Dowód: Załącznik I, 1: Instytut Pamięci Narodowej
Oddziałowa Komisja Ścigania Zbrodni przeciwko Narodowi Polskiemu w Krakowie, sygn. akt Ko 16/08, pismo Prokuratora Wojciecha Pardyak z dnia 14 kwietnia 2008r.

Odmawiając przeprowadzenia jakichkolwiek czynności procesowych w przekazanej mu do rozpoznania sprawie prokurator Wojciech Pardyak poinformował mnie, że:

  1. Prof. F. Zoll: „(…) pomimo, iż był korespondencyjnym członkiem Akademii Prawa Niemieckiego to nie angażował się we współpracę z tą instytucją.”
  2. Prof. F. Zoll został zwolniony przez gestapo z powodu … „(…) członkostwa w Akademii Prawa Niemieckiego i autorytetu oraz pozycji, jaką posiadał w międzynarodowym środowisku prawniczym.”
  3. „(…) powszechnie znane były jego /F. Zolla – ZKE/ krytyczne poglądy w kwestii nazizmu i wszelkich przejawów totalitaryzmu, pojawiających się w Niemczech po dojściu do władzy Hitlera.

Ad. 1.

Prokurator W. Pardyak poświadczył nieprawdę w w.w. piśmie z dnia 14 kwietnia 2008r.

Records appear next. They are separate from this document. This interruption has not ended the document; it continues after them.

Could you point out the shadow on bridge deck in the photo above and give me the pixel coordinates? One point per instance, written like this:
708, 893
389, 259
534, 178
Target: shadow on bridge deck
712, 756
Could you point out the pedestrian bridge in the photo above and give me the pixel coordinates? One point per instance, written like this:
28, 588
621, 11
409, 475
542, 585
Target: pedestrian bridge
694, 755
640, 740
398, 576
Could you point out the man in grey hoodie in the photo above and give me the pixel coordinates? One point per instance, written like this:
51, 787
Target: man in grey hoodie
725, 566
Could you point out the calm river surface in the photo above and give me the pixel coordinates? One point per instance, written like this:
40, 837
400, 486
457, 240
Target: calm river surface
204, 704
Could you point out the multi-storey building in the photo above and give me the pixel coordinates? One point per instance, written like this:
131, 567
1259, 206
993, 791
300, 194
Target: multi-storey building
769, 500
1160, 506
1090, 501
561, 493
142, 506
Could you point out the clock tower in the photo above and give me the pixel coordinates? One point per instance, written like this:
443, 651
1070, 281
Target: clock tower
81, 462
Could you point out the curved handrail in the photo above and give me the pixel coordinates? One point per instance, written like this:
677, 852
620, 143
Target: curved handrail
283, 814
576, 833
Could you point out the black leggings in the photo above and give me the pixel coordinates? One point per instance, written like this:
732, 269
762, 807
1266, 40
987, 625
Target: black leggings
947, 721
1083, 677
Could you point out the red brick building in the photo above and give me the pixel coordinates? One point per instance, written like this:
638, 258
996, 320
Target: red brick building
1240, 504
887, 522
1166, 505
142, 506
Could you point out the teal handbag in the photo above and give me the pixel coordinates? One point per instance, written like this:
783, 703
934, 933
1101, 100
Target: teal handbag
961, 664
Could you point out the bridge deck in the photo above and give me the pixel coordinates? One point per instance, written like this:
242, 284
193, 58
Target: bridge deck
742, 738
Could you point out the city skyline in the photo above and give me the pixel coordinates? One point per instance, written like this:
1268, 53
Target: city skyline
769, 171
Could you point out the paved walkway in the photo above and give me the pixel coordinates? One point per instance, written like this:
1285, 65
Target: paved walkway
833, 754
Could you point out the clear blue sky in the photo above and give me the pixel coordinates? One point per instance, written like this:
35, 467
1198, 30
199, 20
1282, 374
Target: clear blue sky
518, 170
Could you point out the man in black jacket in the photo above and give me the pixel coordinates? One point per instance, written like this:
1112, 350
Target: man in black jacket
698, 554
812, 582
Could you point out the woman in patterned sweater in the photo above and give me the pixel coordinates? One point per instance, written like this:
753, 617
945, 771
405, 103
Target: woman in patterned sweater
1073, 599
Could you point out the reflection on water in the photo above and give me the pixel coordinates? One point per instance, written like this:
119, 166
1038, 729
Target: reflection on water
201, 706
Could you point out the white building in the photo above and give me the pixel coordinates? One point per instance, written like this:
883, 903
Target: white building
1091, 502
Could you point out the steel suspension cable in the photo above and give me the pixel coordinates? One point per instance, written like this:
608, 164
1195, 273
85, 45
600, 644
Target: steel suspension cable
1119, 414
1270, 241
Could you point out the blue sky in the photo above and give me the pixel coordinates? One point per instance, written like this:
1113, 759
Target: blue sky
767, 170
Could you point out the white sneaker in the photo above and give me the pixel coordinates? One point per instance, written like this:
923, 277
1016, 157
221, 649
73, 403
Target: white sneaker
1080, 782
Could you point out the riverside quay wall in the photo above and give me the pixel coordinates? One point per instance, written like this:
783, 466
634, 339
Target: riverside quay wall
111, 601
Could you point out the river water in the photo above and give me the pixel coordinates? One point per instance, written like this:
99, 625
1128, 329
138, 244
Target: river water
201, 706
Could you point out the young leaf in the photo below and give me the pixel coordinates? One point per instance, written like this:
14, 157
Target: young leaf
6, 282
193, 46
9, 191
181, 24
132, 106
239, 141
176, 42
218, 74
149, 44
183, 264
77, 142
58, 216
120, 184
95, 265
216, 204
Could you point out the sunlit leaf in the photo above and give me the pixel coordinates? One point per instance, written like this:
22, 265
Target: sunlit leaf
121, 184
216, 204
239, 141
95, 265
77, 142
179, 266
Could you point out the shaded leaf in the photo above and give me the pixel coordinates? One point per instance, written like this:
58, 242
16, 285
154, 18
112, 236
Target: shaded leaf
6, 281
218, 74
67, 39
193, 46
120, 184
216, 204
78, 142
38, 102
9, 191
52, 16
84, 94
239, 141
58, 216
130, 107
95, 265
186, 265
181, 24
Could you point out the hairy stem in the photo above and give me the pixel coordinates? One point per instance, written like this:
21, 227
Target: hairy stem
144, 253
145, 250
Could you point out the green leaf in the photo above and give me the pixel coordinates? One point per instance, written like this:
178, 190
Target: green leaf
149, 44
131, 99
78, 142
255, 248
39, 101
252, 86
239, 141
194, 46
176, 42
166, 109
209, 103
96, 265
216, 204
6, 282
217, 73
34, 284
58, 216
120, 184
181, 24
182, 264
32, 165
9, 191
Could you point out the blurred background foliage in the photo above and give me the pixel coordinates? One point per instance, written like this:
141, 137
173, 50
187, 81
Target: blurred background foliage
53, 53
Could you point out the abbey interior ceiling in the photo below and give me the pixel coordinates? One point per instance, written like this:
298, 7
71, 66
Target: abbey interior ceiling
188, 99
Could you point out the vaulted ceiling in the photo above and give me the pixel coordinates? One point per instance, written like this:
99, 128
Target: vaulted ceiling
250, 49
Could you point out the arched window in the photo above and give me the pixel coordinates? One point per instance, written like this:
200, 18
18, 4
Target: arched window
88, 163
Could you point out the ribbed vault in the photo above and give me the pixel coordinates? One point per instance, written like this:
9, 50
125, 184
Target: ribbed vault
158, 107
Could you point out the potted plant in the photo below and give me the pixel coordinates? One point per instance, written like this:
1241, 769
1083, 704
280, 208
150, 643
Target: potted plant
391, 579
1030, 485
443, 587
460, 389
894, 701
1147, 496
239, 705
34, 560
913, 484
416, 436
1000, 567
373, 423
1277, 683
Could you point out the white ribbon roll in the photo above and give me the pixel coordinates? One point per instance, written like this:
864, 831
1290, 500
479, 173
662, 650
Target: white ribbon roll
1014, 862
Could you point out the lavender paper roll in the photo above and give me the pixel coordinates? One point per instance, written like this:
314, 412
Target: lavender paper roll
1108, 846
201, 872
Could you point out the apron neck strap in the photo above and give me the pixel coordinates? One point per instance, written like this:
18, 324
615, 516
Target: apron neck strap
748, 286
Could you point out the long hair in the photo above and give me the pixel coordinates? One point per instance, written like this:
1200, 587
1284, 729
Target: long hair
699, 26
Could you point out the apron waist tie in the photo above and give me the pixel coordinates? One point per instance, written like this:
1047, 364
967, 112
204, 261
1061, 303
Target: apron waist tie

Prof. F. Zoll angażował się we współpracę z Akademią Prawa Niemieckiego, co potwierdził Krzysztof Pol w biografii profesora, zacytowaną wyżej informacją.
F. Zoll – jak napisał K. Pol - „Prof. F. Zoll (mł.) doskonale orientował się w aktualnej sytuacji międzynarodowej i nie miał złudzeń co do ekspansji militarnej hitlerowskich Niemiec i narodowo-socjalistycznych koncepcji prawnych, według których: „wola Führera jest najwyższą ustawą, a Führer – najwyższym sędzią”. Poznał je już wcześniej, gdy jako członek Akademii Prawa Niemieckiego wielokrotnie zapraszany był na słynne „JURISTENTAGUNG” – doroczne hitlerowskie konferencje i święta prawnicze. Uczestniczył w kilku z nich niechętnie, wyłącznie na usilne prośby rządu polskiego.”

Prof. Fryderyk Zoll angażował się zatem – wbrew stanowisku prezentowanemu przez prokuratora Instytutu Pamięci Narodowej, Wojciecha Pardyak – we współpracę z Akademią Prawa Niemieckiego.
Co więcej, muszą istnieć jakieś dokumenty, potwierdzające, że czynił tak, tj. – jak pisze K. Pol – uczestniczył w imprezach organizowanych przez Hansa Franka, na usilne prośby rządu polskiego.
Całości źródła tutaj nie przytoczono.